I was performing maintenance on a system called Steam Generator Water Level Control System (abbreviated SGWLCS, and pronounced “squiggles”) while in-port. Part of this involved switching inputs such that Maneuvering (the control room for the reactor plant) didn’t lose any indications. They would lose redundancy, but this is an accepted trade-off for the maintenance in a shutdown condition. Somehow, I switched the wrong one, which caused all indications of that Steam Generator to be lost (there remains a purely mechanical indication elsewhere in the plant, but Maneuvering lost visibility). The Engineering Duty Officer immediately called for a halt to the maintenance over the 2MC (engineering spaces announcing circuit), and ordered the maintenance team to Maneuvering. Walking in, I saw the indications, and immediately knew what I’d done. Some part of my brain refused to accept that this could be, and I attempted to make some excuse about how it was expected, and fine. Even as I was saying these words, they sounded hollow and insincere. The excuse did not work, and a critique was scheduled. In the critique, I owned the mistake, and mentally vowed to never again do that.

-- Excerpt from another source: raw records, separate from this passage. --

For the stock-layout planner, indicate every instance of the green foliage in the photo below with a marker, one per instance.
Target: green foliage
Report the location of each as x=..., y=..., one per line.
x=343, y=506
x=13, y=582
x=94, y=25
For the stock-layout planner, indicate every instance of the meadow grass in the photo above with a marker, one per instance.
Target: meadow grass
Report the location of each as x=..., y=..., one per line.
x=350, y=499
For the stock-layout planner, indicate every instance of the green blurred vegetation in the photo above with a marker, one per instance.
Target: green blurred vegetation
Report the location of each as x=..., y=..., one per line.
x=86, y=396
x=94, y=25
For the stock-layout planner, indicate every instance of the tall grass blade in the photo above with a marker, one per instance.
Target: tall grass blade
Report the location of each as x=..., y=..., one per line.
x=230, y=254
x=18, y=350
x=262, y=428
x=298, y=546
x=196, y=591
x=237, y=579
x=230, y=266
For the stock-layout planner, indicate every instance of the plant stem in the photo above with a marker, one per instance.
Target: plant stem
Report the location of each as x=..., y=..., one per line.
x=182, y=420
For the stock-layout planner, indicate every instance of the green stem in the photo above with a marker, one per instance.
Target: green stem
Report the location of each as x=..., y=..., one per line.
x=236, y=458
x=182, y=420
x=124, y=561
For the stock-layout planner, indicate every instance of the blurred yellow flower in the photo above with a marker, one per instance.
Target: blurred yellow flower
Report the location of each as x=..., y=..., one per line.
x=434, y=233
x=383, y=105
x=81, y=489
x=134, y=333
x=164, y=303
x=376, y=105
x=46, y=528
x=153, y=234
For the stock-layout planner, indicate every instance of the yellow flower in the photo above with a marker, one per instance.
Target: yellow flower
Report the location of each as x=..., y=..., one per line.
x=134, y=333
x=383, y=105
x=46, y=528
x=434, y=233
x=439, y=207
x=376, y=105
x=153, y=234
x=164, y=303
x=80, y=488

Many years later, I was a Junior SRE (if while reading this, you think “this needs automation,” you’re right) at a SaaS monitoring company. At the time, it operated mostly on-prem across three datacenters, and had a regular (weekly?) deployment schedule, orchestrated by Bamboo, but kicked off manually. Part of this dance involved an SRE manually editing deployment targets the day before, to deploy a canary. This was documented in Confluence, with screenshots. I don’t precisely recall the confusion, only that instead of deploying to a single target, I deployed to the single target and an entire datacenter. The deployments quickly caught the attention of others, who rapidly assessed the situation, relative risk of rollback vs. continuing, and handled it. I DM’d my boss, saying something like “I’m very sorry, I didn’t mean to do that.” He replied, “Of course not - if you had meant to, we’d be having a different conversation.” My penance was to rewrite the documentation, and to walk another new person through the operation with my documentation, to gauge its clarity. No one shamed me for this beyond a light ribbing (perhaps subjective; I find that it helps bond, but others may not), and I never felt judged or made to feel lesser.

I don’t have as many details for this final story, as I wasn’t involved with the incident; the only reason I was in the meeting was that it was an executive roll-up of the past month’s incidents, and I was presenting the one I was involved with. What I do remember is the team presenting what had happened (customers were unable to login for somewhere around an hour), and how as a remediation, they were adding additional monitoring. Now, obviously monitoring and alerting is extremely important, and I’m not trying to say that it isn’t. What followed, though, has stuck with me: someone mentioned how they should add an E2E test for logins in staging, to which the reply was that there was a problem with OAuth and they hadn’t been able to figure it out yet. This was seemingly accepted by everyone, until a Director, obviously frustrated, said: “This incident [customers unable to login] has happened five times. Why can’t people own their work, and take the time to manually test login in staging?” Absolute silence. Claims about development velocity, scalability, etc. followed.

I firmly believe that the Director was spot-on, and that everyone else utterly missed her point. The point was not, “let’s manually run something to be sure that it works, and not worry about automation,” although that may have been a good side effect from customers’ perspective. The point was “why can’t people own their work?”

Own your work. Be accountable to yourself first and foremost, and then to your teammates. Leave ego at the door, and embrace failure.